Emerson: That’s right. It’s always hard to make predictions, but I think it is very likely that the court will either overrule or significantly limit what’s called Chevron deference. And Chevron deference is a principle going back to the 1980s. But it’s also more deeply rooted in American administrative law, that when a statute is unclear, when it could mean more than one thing, the courts are supposed to accept the executive agency’s interpretation of the statute if it’s reasonable. And the theory of this rule is that agencies both have scientific and technical expertise that the courts lack, and they’re also more democratically accountable than the courts because the president exercises a lot of control over the people who are in charge of agencies. So it is fair to say this has been a bedrock principle of administrative law going back many decades. And it is, it is a doctrine that many on the court, including, for example, Justice [Neil] Gorsuch, have expressed a lot of skepticism about because they worry that this doctrine takes away power that constitutionally belongs to the courts, the power to interpret law, and that in so doing it threatens liberty, the liberty of citizens. Now proponents of Chevron deference will tell you that given that these are the questions that regulatory agencies like the Environmental Protection Agency, or like the Food and Drug Administration or the National Labor Relations Board, the questions that these agencies answer and address in their policymaking are often very technical and politically sensitive. The courts just don’t have the right tools to answer those questions. And moreover, there are often very significant public interest or even public rights that are at issue in programs to protect the public health and safety. But the court, the court has given, I’d say, a lot of notice that Chevron is on the chopping block. And so I expect to see that doctrine either overruled or severely limited.

Ryssdal: Do you ever sit back — here comes the free response question. Do you ever sit back as a guy whose job it is to figure out administrative law and and teach it to new lawyers, do you ever sit back and wonder how the administrative state and how this economy runs became so vilified?
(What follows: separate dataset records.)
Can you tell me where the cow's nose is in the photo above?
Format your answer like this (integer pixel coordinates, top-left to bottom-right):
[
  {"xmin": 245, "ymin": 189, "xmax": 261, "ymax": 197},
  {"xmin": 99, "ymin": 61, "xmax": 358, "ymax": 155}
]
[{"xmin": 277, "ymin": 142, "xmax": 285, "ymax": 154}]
Emerson: Yeah, it’s a good, it’s a good question. I think what has happened over the course of the past 40 years or so, is that we have really profound not only legal, but also political disagreements about the proper role of the federal government in regulating the economy, in trying to, to prevent unfair practices and trying to avoid harmful pollution, things of that nature. And unfortunately, that has broken down along partisan lines, where you have one, the Republican Party tends to be opposed to such measures and the Democrats are broadly in favor of it. And whenever, whenever you have that kind of partisan split in law, it tends to be damaging to the fabric of the legal system because it becomes a political football. And so depending on which justices are nominated to the court and who is the president, you end up getting these really wild shifts in policy. Another side to it that I would, I would note is that Congress has not shown a lot of willingness or alacrity to get in the game and to write new statutes, to refine the powers of agencies to respond to legitimate concerns that sometimes agencies, you know, exercise inappropriate, broad powers without adequate consultation. And so in the absence of that kind of legislative action, what we see increasingly is more and more unilateral presidential action. And that’s something that the courts, understandably, sometimes look on with worry and with skepticism. And so today, we’re seeing, we’re seeing the culmination of that process in what Justice [Elena] Kagan has called, in another opinion, an existential threat to the administrative state.